御宿場印は、はがきサイズで各宿場を訪れた人に販売する。「訪宿記念 甲州街道」の文言と宿場の名称と共に、訪れた日付を入れられるようになっている。宿場ごとに34種類を用意しており、それぞれの宿場で販売している。都内は「日本橋」「内藤新宿」「下高井戸・上高井戸」「布田五宿」「府中」「日野」「八王子」「駒木野・小仏」で行っている。
御宿場印はもともと東京~埼玉~栃木間を結ぶ日光街道の宿場を対象に、2021年に足立成和信用金庫(足立区)の発案で始まった。清水工房で「甲州街道御宿場印プロジェクト」に携わる増沢航さんは「コロナの時期に地元でできることがないかと考え始まったと聞いている。甲州街道でもやろうと八王子観光コンベンション協会から声をかけてもらい面白いと思った」と話す。
各宿場の街の人たちの理解を得ながら、1年半がかりで実現にこぎ着けた。「その街の担当者から隣の街の人を紹介してもらうなど旅していくようにつながっていった」と増沢さん。「私のルーツが諏訪で、ゴールとなる下諏訪の本陣の方とは縁があった。そのつてで長野県内の宿場に声をかけてもらった。実現に向けて全精力を注いだ」とも。御宿場印の背景は各宿場を表現したイラストや写真を使っているが、「現場で担当している人が盛り上がらないとだめだと思ったので、地域として何を売り出したいかなどを聞いて、地元の人と一緒に作った」と話す。

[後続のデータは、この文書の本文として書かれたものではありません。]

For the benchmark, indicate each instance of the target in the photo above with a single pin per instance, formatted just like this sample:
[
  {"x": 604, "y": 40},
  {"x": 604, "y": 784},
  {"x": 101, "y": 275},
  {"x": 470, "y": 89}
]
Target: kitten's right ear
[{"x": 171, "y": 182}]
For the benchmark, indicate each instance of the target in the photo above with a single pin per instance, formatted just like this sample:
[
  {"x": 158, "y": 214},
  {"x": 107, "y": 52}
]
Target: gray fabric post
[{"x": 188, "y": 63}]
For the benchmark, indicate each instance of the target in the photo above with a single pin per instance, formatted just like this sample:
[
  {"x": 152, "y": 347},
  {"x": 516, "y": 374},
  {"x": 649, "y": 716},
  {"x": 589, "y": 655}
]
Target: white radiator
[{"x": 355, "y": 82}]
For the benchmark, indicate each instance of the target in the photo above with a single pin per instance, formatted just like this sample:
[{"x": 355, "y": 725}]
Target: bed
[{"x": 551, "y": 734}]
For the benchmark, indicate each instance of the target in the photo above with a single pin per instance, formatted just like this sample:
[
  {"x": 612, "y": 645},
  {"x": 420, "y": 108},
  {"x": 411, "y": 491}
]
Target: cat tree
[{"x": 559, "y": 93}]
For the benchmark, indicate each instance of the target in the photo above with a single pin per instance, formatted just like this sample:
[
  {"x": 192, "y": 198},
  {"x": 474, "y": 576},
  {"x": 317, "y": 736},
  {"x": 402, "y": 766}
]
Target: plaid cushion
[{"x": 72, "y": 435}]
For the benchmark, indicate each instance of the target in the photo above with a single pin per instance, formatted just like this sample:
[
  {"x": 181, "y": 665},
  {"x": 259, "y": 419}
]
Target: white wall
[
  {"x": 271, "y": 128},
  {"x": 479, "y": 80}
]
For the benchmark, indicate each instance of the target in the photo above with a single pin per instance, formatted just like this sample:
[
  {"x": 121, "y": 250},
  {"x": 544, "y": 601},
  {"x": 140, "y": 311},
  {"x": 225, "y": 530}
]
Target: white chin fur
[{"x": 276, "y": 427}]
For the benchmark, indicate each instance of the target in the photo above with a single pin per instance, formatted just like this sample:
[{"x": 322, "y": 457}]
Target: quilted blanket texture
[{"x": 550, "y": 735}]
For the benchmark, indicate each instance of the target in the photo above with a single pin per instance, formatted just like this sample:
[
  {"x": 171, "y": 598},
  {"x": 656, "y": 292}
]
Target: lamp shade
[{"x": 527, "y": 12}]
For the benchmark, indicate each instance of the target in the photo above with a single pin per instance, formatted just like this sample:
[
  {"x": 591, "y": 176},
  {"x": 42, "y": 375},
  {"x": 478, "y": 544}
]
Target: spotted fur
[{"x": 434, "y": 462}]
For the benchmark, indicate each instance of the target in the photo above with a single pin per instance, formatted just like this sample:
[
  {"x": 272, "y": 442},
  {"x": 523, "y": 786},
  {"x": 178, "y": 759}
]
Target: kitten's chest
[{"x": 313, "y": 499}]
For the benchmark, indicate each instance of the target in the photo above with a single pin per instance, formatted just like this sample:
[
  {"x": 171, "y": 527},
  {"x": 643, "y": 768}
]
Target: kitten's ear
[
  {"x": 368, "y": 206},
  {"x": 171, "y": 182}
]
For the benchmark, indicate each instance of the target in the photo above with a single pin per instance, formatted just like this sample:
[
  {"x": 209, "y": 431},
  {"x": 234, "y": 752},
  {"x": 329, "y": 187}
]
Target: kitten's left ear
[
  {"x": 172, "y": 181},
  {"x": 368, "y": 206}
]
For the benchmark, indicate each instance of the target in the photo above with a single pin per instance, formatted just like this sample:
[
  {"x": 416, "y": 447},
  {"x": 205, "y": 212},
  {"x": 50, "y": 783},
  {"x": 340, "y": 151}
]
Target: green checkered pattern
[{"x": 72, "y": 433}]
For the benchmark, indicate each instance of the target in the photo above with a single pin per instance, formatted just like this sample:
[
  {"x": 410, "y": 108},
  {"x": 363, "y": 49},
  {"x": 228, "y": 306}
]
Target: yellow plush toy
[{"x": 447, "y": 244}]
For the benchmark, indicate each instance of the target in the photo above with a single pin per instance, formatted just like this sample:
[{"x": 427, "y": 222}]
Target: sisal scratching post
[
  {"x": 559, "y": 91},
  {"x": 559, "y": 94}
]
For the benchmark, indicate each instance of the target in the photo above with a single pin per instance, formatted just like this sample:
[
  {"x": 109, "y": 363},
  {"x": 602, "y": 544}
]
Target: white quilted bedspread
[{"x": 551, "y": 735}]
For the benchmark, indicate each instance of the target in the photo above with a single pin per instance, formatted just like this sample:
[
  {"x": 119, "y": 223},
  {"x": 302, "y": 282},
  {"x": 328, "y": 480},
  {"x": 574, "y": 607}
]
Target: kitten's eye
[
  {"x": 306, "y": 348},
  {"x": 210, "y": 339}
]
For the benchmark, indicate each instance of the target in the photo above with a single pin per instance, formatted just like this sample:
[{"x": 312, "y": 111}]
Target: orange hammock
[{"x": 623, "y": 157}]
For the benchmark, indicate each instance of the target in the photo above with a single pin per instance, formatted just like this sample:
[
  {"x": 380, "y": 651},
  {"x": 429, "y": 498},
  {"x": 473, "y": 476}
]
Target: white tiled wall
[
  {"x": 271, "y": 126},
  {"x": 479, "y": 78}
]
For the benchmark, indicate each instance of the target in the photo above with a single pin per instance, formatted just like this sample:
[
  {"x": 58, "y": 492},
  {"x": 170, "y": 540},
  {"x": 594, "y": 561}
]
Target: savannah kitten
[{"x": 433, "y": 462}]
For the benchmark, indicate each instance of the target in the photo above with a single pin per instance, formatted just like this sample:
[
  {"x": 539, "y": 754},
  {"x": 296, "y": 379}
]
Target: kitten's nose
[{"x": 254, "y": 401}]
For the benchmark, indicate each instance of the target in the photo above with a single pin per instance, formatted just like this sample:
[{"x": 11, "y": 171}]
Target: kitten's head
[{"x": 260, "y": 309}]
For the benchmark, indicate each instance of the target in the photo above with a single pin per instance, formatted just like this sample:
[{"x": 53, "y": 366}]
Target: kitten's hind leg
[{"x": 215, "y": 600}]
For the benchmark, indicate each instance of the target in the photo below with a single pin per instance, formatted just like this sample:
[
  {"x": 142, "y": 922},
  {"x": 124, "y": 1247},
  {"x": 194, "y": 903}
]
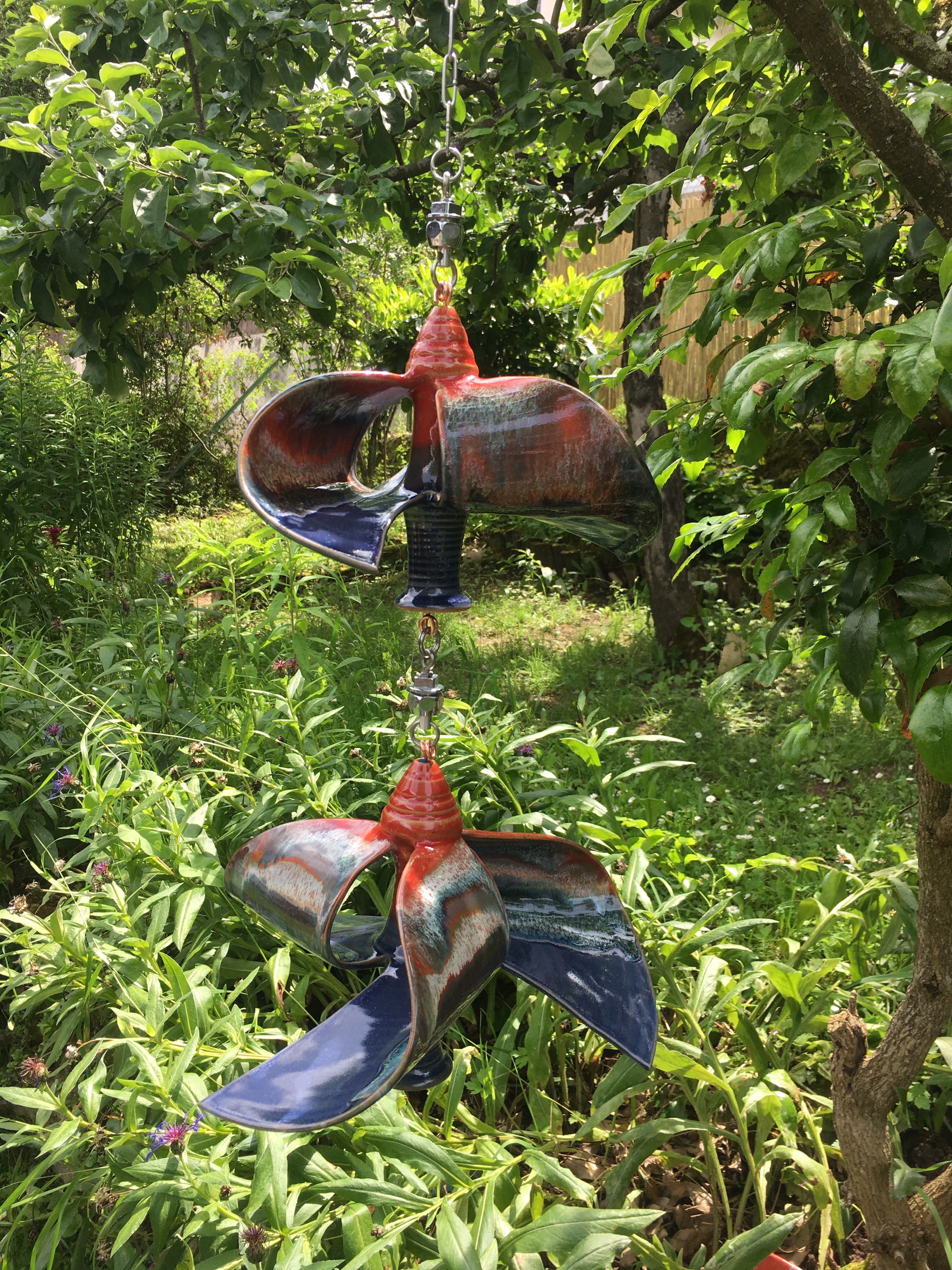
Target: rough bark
[
  {"x": 883, "y": 126},
  {"x": 902, "y": 1233},
  {"x": 907, "y": 43},
  {"x": 672, "y": 599},
  {"x": 193, "y": 82}
]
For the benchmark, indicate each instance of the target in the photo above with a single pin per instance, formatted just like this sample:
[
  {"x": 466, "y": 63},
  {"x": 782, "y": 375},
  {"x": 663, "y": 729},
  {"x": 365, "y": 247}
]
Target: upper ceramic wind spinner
[{"x": 518, "y": 446}]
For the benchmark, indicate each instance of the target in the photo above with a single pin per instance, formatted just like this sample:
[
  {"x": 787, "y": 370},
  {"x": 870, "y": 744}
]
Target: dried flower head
[
  {"x": 33, "y": 1071},
  {"x": 256, "y": 1240},
  {"x": 105, "y": 1199},
  {"x": 172, "y": 1135}
]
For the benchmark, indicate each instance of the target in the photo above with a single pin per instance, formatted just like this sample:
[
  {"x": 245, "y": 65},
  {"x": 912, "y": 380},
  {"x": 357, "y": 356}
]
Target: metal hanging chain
[
  {"x": 447, "y": 166},
  {"x": 451, "y": 63},
  {"x": 427, "y": 693}
]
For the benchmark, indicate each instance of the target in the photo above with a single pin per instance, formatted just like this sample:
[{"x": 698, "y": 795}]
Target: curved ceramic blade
[
  {"x": 540, "y": 448},
  {"x": 295, "y": 465},
  {"x": 570, "y": 936},
  {"x": 298, "y": 876},
  {"x": 454, "y": 931},
  {"x": 334, "y": 1071}
]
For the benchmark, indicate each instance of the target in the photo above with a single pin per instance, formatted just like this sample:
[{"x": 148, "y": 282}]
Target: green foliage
[
  {"x": 141, "y": 985},
  {"x": 69, "y": 463}
]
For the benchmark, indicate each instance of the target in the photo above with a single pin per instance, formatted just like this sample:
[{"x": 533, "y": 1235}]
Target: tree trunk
[
  {"x": 672, "y": 599},
  {"x": 902, "y": 1231}
]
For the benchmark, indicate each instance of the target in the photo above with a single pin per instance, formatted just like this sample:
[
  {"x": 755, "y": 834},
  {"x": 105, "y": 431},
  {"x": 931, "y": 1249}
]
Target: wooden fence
[{"x": 687, "y": 380}]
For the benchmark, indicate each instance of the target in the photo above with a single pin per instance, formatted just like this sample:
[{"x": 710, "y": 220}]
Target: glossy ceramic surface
[
  {"x": 512, "y": 446},
  {"x": 465, "y": 903}
]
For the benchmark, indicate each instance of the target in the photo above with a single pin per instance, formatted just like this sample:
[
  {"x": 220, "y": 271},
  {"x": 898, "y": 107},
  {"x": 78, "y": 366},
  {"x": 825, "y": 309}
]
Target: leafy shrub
[
  {"x": 134, "y": 983},
  {"x": 76, "y": 472}
]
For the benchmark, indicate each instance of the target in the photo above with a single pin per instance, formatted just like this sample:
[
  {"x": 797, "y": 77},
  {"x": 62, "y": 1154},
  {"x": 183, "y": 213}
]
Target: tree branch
[
  {"x": 907, "y": 43},
  {"x": 193, "y": 82},
  {"x": 883, "y": 126}
]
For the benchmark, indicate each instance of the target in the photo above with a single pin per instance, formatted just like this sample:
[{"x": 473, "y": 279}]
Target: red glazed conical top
[
  {"x": 442, "y": 347},
  {"x": 422, "y": 808}
]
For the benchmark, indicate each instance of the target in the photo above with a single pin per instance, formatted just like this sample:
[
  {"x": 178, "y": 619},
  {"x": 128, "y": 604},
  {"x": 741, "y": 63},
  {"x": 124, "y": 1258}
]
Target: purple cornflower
[
  {"x": 64, "y": 780},
  {"x": 172, "y": 1135}
]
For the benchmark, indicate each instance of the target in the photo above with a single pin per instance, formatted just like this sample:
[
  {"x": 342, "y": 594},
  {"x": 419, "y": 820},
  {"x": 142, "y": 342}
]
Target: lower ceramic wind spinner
[{"x": 465, "y": 903}]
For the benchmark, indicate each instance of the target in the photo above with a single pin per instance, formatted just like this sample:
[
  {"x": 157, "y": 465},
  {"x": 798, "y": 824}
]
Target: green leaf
[
  {"x": 187, "y": 910},
  {"x": 927, "y": 620},
  {"x": 151, "y": 208},
  {"x": 751, "y": 1248},
  {"x": 828, "y": 463},
  {"x": 925, "y": 591},
  {"x": 913, "y": 374},
  {"x": 942, "y": 331},
  {"x": 857, "y": 364},
  {"x": 815, "y": 300},
  {"x": 596, "y": 1253},
  {"x": 798, "y": 157},
  {"x": 560, "y": 1230},
  {"x": 308, "y": 288},
  {"x": 910, "y": 472},
  {"x": 931, "y": 728},
  {"x": 779, "y": 251},
  {"x": 802, "y": 540},
  {"x": 889, "y": 432},
  {"x": 840, "y": 508},
  {"x": 455, "y": 1241},
  {"x": 856, "y": 651}
]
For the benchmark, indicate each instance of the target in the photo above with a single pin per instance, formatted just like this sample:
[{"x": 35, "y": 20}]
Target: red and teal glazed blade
[{"x": 570, "y": 936}]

「御宿場印は全部をそろえなければいけないものではない。気負わず気が向いた時にちょっとずつ楽しんでもらえたら。その場所に行っていただくことで発見があるはず」と増沢さん。「今後、地域のイベントに合わせた期間限定の御宿場印も企画できたら」とも。
御宿場印は1枚300円。「八王子」は「まちなか休憩所 『八王子宿』」(中町)、「駒木野・小仏」は、高尾山口駅横の観光案内所「むささびハウス」(高尾町)で販売するほか、清水工房の店頭でも販売する。「御宿場印帳」(3,000円)も用意する。
プロジェクトの展開に合わせて、同社の出版事業部門「揺籃(ようらん)社」は、大高利一郎さんによる著書「街道を歩く 甲州街道」の新版を4月22日に発刊した。改訂は2011(平成23)年に発刊した増補改訂版以来で、同社は「甲州街道のガイドブック」と位置付ける。A5判、264ページ、1,800円(税別)。
増沢さんは「大高さんが実際にツアーガイドとして歩いた経験と研究を踏まえ、持ち歩いてもらう物として作った。10年たつと道が変わったり、信号の名前が変わったり、史跡に設置されている説明が変わったりと大きく変わっている。御宿場印巡りの時に使ってもらいたい」と話す。